Over 20,000 women under 25 in England and Wales had a repeat abortion in 2008, according to NHS statistics.
The data show 5,000 of those abortions were carried out on teenagers and that around 3,800 have had four or more abortions.
The figures were released to Anne Milton, the Shadow Health Minister, who expressed “huge concern”.
She said: “These figures demonstrate the Government’s failure to produce a coherent and effective sexual health policy for England.”
Mrs Milton added: “Why is it that we are not able to reduce the number of young girls who not only end up with one unwanted pregnancy, but then just go back and have another?
“Abortions can be incredibly traumatic for women and terminating an unwanted pregnancy can have a damaging effect on mental health.”
The figures show 20,247 women under 25 had a repeat abortion.
Last year nearly 65,000 women who had already had one abortion went through a second, third or further pregnancy termination, according to the data from the Department of Health.
The information was released in answer to a Parliamentary Question.
In November it was revealed that abortion numbers in the UK are the highest in Europe with 219,336 terminations taking place in one year.

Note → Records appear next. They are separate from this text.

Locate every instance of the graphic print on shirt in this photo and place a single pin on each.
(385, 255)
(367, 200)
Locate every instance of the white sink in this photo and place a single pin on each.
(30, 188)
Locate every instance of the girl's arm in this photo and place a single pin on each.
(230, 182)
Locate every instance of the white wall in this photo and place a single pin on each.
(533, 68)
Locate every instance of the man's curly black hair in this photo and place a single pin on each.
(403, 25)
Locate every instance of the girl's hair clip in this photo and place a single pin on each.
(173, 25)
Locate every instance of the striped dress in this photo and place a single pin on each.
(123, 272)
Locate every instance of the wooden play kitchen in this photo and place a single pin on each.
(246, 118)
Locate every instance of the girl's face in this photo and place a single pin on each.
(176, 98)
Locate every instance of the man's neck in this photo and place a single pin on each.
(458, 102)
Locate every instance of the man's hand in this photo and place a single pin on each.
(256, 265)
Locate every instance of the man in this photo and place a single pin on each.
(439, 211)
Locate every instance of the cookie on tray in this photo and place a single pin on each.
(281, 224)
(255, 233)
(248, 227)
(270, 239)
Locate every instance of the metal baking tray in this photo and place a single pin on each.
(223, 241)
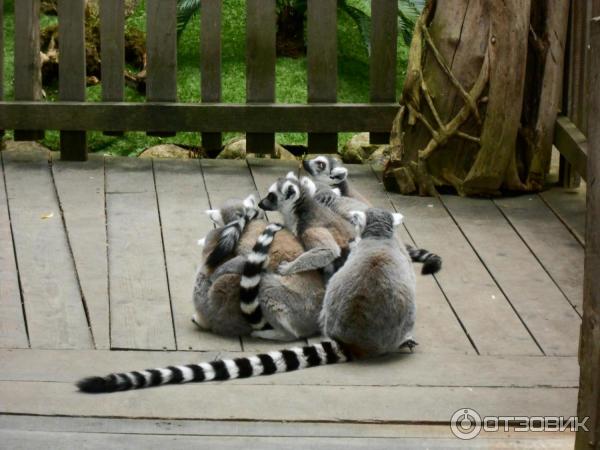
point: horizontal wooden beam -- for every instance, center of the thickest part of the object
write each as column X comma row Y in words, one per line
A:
column 214, row 117
column 572, row 144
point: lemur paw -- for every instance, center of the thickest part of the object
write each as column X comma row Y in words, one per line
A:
column 410, row 343
column 285, row 268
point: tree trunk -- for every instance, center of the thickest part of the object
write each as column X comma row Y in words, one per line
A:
column 480, row 98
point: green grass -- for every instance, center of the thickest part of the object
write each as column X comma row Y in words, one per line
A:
column 353, row 76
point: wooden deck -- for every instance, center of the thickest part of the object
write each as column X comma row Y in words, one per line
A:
column 97, row 262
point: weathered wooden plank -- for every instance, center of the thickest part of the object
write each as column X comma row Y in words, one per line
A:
column 321, row 65
column 589, row 350
column 271, row 429
column 13, row 331
column 53, row 305
column 539, row 303
column 210, row 65
column 310, row 403
column 161, row 44
column 569, row 207
column 80, row 190
column 400, row 369
column 254, row 118
column 437, row 329
column 71, row 72
column 467, row 285
column 553, row 245
column 182, row 200
column 112, row 44
column 384, row 38
column 260, row 65
column 140, row 310
column 43, row 440
column 572, row 144
column 28, row 74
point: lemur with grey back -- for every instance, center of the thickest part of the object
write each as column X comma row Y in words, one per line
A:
column 324, row 234
column 246, row 270
column 328, row 171
column 369, row 310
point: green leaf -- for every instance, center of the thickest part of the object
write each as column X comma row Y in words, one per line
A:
column 186, row 9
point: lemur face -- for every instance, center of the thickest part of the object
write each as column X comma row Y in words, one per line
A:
column 325, row 169
column 235, row 209
column 286, row 191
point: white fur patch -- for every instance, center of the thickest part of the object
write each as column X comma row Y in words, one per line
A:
column 308, row 185
column 215, row 216
column 250, row 201
column 398, row 218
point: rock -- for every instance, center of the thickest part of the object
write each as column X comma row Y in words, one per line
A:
column 10, row 145
column 166, row 151
column 358, row 149
column 236, row 149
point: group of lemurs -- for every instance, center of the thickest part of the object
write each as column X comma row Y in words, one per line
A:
column 334, row 267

Britain also has the highest number of abortions for girls under 20 with 48,150 of the abortions falling into this age group.
The November figures, highlighted by the Institute for Family Policies, are the latest statistics available from the European Union for the year 2007.
Britain now ranks fifth in the world for the number of abortions performed, behind only Russia, the US, India and Japan.
The number of abortions performed in the EU during 2007 was equivalent to the combined populations of the EU’s ten smallest states with Britain, France and Romania accounting for half of the terminations.
Critics have blamed the abortion figures on the Government’s £300m Teenage Pregnancy Strategy.
It aims to cut teen conceptions in half by 2010 but is likely to fall desperately short of the target.
In February official figures revealed that 41.9 girls per 1,000 aged 15 to 17 became pregnant in 2007, compared with 40.9 in 2006.
Phyllis Bowman, Campaign Director of Right to Life said: “The Government is not so much running a Teenage Pregnancy Strategy as a Teenage Abortion Strategy.
“Conceptions are not going down and abortion is going up, exactly the reverse of what was supposed to happen.”